Biosergen AB announced completion of the phase 1 study with BSG005. The study included both a single ascending dose (SAD) and a multiple ascending dose (MAD) part. Topline data showed a satisfactory safety profile with no serious adverse events reported and no impact on kidney and liver function after BSG005 administration both as single infusions as well as after 7-days repeated IV infusions at multiple dose levels.

The repeated IV infusion treatment regimen and the satisfactory safety profile supports advancement of testing BSG005 in a phase 2 clinical study in patients with invasive fungal infection. goal is with the very broad antifungal effect and the well-known fungicidal effect to position BSG005 as a first line product in Invasive Fungal Infection patients with or without a diagnose. Biosergen has received the outcome of the final Safety Review Committee following the multiple ­ 7-days iv infusions ­ administration of BSG005 in the double-blinded placebo- controlled phase I study in Australia.

The review of the data revealed that there were no major safety concerns. In particular there was no negative safety signal on kidney and liver parameters, which is a major advantage compared to other polyenes. The plasma levels after 7 days of dosing of BSG005 were approaching the No Observable Adverse Effect Level (NOAEL) plasma levels from the toxicology studies, which is the upper limit for testing in healthy subjects.

BSG005 is the lead development compound of Biosergen.
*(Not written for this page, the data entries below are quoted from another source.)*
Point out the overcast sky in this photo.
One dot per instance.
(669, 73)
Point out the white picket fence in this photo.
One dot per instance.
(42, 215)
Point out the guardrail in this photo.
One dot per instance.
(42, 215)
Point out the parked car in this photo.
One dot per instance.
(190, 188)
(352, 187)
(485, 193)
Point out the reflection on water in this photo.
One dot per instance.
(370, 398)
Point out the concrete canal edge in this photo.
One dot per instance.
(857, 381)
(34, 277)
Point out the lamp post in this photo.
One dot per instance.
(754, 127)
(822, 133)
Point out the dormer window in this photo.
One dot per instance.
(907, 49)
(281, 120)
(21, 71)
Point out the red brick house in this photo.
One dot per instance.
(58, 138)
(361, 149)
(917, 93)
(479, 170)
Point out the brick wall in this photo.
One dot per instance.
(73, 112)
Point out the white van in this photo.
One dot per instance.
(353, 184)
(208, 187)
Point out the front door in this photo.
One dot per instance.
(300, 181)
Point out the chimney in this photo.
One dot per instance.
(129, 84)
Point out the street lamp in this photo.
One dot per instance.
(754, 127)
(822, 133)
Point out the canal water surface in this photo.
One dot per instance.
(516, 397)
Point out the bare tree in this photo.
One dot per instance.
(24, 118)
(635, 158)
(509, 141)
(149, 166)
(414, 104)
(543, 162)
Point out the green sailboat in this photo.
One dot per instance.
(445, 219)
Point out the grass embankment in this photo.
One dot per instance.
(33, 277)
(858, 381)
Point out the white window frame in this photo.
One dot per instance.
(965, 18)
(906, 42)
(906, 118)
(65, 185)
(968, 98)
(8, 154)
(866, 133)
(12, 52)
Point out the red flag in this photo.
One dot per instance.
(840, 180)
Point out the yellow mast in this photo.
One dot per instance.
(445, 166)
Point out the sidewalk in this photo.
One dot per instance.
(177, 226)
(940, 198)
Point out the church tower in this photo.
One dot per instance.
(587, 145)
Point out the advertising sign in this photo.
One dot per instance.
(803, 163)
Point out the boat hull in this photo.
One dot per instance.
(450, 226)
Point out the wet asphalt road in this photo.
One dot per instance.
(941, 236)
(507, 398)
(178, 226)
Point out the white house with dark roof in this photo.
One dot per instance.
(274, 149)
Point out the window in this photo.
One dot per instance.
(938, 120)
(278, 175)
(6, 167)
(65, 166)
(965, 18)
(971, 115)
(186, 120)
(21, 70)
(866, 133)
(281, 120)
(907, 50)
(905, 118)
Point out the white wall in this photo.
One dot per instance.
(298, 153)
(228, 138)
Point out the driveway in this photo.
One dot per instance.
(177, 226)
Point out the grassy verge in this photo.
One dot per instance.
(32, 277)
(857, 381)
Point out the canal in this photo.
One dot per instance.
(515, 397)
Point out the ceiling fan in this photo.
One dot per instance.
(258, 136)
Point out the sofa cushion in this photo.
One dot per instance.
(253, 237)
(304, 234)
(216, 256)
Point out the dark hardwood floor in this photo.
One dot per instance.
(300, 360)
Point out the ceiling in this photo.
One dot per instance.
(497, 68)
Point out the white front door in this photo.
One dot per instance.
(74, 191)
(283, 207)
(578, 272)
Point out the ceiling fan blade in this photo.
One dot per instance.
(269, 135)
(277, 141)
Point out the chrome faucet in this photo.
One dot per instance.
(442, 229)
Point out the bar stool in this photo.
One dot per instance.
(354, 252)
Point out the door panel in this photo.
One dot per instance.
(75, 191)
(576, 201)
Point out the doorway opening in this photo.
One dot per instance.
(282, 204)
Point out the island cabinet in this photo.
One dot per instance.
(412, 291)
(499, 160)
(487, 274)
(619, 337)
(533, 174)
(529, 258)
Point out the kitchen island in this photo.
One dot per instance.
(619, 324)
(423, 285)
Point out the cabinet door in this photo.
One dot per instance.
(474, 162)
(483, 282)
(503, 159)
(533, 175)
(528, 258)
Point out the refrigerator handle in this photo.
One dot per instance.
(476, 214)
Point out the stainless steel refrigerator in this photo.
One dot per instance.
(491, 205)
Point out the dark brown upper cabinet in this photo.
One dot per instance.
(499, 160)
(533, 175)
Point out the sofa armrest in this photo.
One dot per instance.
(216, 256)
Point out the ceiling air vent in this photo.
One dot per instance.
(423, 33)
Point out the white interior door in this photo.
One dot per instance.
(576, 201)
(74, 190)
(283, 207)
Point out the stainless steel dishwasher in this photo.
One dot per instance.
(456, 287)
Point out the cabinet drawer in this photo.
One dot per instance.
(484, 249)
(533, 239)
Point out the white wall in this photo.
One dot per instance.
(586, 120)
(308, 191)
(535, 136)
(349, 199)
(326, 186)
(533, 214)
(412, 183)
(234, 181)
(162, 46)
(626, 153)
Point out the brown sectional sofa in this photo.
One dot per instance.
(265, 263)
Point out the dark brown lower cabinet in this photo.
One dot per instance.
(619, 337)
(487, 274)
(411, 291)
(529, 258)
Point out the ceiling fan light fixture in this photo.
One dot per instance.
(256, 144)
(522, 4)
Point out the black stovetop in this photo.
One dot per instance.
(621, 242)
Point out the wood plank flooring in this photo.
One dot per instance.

It is an anti-fungal molecule from the group of polyene macrolides known for its broad anti-fungal and fungicidal (fungal killing) effect on a broad range of fungal strains ­ including resistant and difficult to treat fungal strains. Furthermore in vivo animal data with immunocompromised mouse model have shown that BSG005 has a higher potency than comparative products such as Amphotericine B/Ambisome.

Animal toxicology data of BSG005 have also demonstrated an absence of any kidney toxicity which restricts the use of AmB as a treatment of last resort. The clinical phase 1 trial was a double-blinded, placebo-controlled study (randomised 4:2) where 24 subjects received a single dose in the SAD part and another 12 subjects received a dose every day for 7 days in the MAD part in a dose escalation fashion. In both parts of the trial the plasma BSG005 level either reached or approached the approvable NOAEL level from the toxicology study, which is why further increase in doses would not be allowed.